Der Einsatz der Plattform erfordert jedoch Vorbereitung und eine entsprechende Vorgehensweise. „Natürlich können wir damit nicht intuitiv arbeiten. Aber diese Lösung vereinfacht die Telearbeit, sodass wir sie bei fast allen unseren Projekten und zur Unterstützung der Autodesk-Teams einsetzen. Inzwischen arbeiten nun mehr als 77 % unserer Mitarbeiter per Remote-Verbindung“, sagt Laetitia Laquais, Gründerin von CEBATEC, einem BIM-Planungsbüro für Haustechnik. Sie fügt hinzu „diese Technologie erlaubt uns eine kontinuierliche Weiterarbeit an unseren Projekten.“
Diese durch die Ausgangssperre hervorgerufene Ausnahmesituation beschleunigt sogar manche Prozesse. „Bisher mussten wir mit der Lösung von Konflikten auf die Abschlussbesprechungen warten. Jetzt stellen wir fest, dass die Plattform eine direkte und leichtere Zusammenarbeit mit den anderen Gewerken ermöglicht, zumal hier alle auf dem gleichen Informationsstand und mit demselben Dokument arbeiten“, erklärt Laquais.

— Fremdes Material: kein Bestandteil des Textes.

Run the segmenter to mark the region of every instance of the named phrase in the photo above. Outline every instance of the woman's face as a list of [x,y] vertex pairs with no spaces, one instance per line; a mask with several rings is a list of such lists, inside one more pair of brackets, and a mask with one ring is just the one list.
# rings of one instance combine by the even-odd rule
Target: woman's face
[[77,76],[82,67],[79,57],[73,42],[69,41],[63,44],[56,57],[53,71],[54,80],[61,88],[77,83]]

Wenn die Krise vorbei ist, will sie solche Projekte von Beginn an mit dieser Methode der Zusammenarbeit umsetzen.
Ausgangssperre ohne Arbeitsstopp mit digitalem Wandel als Wachstumsfaktor
Die zur Eindämmung der Pandemie ergriffenen Maßnahmen werden zudem die internen Arbeitsabläufe und Gewohnheiten im Unternehmen dauerhaft verändern. „Wir hatten befürchtet, dass die Telearbeit unserem Zusammenhalt schaden würde, aber es herrscht ein toller Teamgeist“, gesteht die Geschäftsführerin von CEBATEC und ergänzt: „Diese neuen Prozesse und Instrumente, deren Möglichkeiten wir noch nicht in vollem Umfang ausschöpfen können, zeigen, dass uns die Telearbeit auf andere Weise voranbringt.“ Die Arbeit im gemeinsamen virtuellen Raum beeinflusst ebenfalls die Personalpolitik des Unternehmens, das nun neue Fachkräfte außerhalb der Städte Lyon, Clermont-Ferrand und Saint-Etienne, in denen CEBATEC bereits präsent ist, anwerben will. Damit bietet sich auch eine interessante Alternative zur Lösung der Probleme, die ein Ortswechsel gerade für Mitarbeiter mit Familie mit sich bringt. Laquais spricht aus eigener Erfahrung, wenn sie sagt: „Es ist schon bemerkenswert, welche neuen Möglichkeiten diese Krise eröffnet“.